It started like any other evening online, until it didn’t.
By yesterday evening, social media had shifted. Timelines slowed down, conversations became heavier, and messages began to spread with disbelief as reports about Alexx Ekubo surfaced across the internet.
For many Nigerians, it was not just another celebrity headline. It felt personal. People who had watched him for years through Nollywood movies, interviews, comedy clips, and social media moments suddenly found themselves mourning someone who had become a familiar part of their everyday lives.
And in the middle of that grief, one painful conversation resurfaced again. Cancer.
Cancer is one of the cruelest realities anybody can experience. It does not only attack the body. It drains families emotionally, mentally, financially, and spiritually. It leaves people praying in hospital waiting rooms, crying in silence at midnight, hoping treatment works, and desperately holding on to one more day with the people they love.
Anybody who has watched a loved one battle cancer understands the fear that comes with every phone call, every hospital visit, every test result, and every “we are trying our best” from doctors.
This is why so many people are angry.
Because while real families are losing people they love to this devastating illness, social media has recently witnessed what many described as the disturbing “fake cancer saga” involving Blessing CEO. The controversy sparked outrage online after claims surrounding cancer were allegedly used in a way many people considered misleading and insensitive.
The timing of it all has made the situation even more upsetting for many Nigerians now mourning Alexx Ekubo.

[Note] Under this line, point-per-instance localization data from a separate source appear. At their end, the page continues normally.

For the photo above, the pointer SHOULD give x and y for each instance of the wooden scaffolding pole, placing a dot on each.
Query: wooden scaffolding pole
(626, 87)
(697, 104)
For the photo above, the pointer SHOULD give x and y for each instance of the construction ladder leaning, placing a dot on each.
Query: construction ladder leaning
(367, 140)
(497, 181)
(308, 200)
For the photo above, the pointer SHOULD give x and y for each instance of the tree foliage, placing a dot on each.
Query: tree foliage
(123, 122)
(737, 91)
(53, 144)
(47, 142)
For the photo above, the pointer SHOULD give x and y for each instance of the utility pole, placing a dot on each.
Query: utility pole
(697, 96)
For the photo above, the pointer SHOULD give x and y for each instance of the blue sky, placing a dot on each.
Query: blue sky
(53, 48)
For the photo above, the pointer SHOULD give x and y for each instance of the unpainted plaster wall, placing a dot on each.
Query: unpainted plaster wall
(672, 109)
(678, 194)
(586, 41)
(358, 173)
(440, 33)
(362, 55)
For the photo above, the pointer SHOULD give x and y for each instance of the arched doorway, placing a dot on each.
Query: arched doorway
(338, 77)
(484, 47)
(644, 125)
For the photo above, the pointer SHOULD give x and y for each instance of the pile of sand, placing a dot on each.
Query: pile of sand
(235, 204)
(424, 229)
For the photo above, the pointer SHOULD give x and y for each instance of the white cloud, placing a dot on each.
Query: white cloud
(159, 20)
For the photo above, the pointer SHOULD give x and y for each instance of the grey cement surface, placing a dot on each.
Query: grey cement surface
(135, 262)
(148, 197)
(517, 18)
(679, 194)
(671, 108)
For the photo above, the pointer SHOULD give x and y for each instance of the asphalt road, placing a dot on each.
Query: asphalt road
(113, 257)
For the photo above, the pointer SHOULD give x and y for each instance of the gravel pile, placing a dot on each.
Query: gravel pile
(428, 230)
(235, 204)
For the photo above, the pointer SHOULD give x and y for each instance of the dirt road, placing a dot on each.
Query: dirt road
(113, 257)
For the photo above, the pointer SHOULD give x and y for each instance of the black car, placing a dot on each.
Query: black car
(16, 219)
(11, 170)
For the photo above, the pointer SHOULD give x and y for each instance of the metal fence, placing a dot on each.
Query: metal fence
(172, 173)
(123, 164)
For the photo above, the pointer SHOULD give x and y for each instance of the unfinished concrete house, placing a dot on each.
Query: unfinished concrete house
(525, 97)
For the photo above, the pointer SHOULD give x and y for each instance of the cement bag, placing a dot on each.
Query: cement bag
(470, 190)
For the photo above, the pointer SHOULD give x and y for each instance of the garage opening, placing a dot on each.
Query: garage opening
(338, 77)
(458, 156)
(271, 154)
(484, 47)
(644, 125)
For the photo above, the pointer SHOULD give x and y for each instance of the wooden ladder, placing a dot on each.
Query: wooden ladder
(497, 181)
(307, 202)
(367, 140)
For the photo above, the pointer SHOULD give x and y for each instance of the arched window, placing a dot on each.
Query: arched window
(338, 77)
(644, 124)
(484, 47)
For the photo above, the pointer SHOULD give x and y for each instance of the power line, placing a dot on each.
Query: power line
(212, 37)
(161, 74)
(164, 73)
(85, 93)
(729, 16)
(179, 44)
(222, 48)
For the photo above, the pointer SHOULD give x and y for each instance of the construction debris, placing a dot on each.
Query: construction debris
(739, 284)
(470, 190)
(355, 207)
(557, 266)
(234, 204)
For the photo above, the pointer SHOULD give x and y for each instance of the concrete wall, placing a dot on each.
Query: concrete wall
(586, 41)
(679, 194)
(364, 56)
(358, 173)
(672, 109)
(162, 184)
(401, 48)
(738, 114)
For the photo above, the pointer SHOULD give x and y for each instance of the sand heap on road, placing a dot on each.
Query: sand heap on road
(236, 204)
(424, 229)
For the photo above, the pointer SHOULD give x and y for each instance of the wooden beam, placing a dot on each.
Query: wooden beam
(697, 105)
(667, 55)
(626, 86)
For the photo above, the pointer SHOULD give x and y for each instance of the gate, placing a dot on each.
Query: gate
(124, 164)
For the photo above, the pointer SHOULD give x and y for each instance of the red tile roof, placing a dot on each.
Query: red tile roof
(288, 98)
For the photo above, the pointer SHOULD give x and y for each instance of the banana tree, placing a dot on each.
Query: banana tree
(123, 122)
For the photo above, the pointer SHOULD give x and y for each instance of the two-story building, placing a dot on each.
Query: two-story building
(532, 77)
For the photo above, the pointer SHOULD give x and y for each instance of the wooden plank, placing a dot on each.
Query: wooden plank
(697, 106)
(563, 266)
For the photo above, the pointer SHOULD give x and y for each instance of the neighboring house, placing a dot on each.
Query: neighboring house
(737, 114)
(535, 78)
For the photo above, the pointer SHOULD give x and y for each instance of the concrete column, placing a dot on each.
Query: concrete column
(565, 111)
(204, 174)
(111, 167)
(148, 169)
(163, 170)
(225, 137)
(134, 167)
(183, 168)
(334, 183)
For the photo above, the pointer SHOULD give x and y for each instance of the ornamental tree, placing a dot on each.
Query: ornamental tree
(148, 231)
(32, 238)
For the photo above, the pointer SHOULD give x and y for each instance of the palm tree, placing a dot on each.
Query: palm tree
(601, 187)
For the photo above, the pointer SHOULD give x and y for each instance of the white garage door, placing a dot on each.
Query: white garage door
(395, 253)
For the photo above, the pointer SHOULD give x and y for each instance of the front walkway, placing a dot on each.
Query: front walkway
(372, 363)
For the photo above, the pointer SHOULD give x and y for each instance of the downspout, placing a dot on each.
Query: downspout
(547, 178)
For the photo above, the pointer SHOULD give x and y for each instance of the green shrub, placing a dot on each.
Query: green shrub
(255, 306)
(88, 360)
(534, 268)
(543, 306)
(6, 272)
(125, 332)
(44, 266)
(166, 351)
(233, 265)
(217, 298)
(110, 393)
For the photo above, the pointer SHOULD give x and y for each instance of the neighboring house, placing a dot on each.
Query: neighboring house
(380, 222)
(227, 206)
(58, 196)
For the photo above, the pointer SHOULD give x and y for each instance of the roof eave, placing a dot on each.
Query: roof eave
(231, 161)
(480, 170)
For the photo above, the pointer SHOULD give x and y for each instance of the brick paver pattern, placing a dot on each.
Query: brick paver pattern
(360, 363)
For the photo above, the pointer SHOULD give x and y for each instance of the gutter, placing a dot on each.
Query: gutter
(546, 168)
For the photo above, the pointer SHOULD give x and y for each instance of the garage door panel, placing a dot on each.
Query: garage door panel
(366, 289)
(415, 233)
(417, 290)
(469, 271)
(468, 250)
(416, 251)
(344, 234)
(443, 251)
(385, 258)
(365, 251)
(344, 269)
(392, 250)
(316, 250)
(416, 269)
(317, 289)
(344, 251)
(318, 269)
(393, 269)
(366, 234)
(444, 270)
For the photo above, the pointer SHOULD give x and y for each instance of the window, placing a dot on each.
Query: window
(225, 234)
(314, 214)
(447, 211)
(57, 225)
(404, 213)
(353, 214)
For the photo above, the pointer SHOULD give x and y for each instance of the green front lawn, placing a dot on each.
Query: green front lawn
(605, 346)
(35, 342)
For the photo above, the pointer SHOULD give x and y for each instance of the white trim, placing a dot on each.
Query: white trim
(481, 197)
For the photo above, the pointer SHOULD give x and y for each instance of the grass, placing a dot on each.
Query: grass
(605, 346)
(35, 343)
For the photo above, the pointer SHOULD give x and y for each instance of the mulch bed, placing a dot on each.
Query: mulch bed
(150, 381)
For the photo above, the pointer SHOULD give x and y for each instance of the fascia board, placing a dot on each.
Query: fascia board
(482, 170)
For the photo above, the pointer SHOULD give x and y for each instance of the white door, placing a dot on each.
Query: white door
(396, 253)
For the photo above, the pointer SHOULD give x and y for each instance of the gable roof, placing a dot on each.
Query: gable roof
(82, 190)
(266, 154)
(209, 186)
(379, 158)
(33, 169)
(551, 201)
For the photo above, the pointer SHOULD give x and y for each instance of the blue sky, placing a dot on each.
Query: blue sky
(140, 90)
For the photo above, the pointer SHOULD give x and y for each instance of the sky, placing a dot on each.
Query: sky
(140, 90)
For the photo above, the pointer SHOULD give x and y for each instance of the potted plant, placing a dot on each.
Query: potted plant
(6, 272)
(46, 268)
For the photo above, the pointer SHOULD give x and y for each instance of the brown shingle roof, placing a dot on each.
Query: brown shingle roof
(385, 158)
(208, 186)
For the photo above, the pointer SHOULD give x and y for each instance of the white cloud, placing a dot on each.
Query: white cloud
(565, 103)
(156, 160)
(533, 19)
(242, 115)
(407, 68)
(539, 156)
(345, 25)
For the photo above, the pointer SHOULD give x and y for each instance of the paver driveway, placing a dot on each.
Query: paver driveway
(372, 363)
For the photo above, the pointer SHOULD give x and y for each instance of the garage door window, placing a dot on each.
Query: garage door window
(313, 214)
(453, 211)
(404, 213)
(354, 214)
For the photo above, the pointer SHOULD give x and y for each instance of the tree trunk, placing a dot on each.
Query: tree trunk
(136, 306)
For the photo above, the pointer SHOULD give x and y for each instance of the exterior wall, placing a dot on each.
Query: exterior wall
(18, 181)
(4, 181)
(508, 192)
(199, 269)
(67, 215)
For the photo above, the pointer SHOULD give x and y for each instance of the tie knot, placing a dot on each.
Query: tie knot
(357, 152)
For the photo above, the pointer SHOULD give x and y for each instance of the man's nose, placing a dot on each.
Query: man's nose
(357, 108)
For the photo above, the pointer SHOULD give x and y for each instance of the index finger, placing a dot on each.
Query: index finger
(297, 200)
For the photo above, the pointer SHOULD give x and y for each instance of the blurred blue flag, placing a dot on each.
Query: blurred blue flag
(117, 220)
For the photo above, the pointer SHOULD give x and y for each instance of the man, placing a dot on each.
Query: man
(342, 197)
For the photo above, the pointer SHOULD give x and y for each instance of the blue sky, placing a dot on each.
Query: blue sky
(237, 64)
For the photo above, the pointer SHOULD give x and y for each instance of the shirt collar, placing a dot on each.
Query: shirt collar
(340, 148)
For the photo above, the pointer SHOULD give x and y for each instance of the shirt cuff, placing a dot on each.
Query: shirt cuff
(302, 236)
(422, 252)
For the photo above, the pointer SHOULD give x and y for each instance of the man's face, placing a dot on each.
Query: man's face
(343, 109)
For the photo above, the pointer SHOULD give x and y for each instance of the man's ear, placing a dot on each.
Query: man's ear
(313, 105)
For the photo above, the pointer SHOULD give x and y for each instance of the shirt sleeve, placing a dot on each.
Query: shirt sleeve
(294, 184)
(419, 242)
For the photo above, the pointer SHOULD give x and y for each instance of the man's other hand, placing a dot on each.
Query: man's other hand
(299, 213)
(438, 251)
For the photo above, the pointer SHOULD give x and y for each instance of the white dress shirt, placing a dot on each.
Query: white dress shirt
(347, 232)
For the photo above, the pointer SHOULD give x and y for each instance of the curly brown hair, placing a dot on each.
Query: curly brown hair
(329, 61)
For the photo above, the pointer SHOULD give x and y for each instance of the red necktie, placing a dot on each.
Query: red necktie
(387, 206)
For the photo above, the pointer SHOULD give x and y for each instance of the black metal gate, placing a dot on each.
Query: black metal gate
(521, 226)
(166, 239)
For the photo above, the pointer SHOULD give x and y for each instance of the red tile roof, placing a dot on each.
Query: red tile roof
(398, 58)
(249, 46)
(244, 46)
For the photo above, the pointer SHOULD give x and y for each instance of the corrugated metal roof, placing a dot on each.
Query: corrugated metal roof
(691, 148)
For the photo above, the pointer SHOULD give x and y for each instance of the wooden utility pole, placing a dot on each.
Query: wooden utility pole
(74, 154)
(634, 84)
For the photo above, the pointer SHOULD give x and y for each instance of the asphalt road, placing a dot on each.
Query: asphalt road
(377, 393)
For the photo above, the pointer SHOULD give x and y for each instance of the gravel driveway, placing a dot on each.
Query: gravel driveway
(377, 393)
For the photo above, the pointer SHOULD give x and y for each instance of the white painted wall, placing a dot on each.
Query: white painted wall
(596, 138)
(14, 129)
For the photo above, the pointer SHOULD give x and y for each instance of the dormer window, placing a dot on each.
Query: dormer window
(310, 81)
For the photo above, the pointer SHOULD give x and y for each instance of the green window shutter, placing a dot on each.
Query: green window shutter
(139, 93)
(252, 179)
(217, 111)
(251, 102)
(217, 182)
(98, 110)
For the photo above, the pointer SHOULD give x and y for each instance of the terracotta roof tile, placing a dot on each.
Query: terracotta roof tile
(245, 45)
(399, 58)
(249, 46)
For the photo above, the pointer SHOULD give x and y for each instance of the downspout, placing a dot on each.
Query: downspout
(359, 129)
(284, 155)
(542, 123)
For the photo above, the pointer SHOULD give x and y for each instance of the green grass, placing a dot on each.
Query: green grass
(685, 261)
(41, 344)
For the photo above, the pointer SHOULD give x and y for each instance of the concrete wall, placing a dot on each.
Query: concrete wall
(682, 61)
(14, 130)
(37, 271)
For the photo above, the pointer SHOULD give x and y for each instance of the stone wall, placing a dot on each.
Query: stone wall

Former Uriel Oputa also reacted emotionally on her Instagram story, expressing her displeasure over the entire fake cancer controversy while mourning Alexx. Her reaction reflected what many people have been trying to say since yesterday. There has to be a line between content and compassion. There has to be a point where human beings stop turning every sensitive issue into clout, engagement, or internet performance.
Because cancer is not a joke.
It is not a publicity strategy.
It is not a social media storyline.
It is not something people casually throw around for sympathy, attention, or relevance.
Real people are dying.
Real families are grieving.
Real loved ones are being buried.
And moments like this remind us how dangerous it is when society becomes so obsessed with virality that empathy starts disappearing.
Nobody is saying public figures should not share their struggles. But when conversations around life-threatening illnesses become unclear, exaggerated, manipulated, or used for attention, the damage goes far beyond social media trends. It weakens public trust, invalidates real survivors, and disrespects people genuinely battling for their lives every day.
Yesterday’s news about Alexx Ekubo left many people emotional because death has a way of forcing perspective on everyone. Suddenly, all the noise online becomes meaningless. The clout, the trends, the controversy, the attention seeking, none of it matters when families are left mourning someone they can never get back.
This should be a moment of reflection for everybody.
Some topics are too painful to exploit.
Some illnesses are too devastating to turn into content.
And some lines should never be crossed, no matter how badly people want attention on the internet.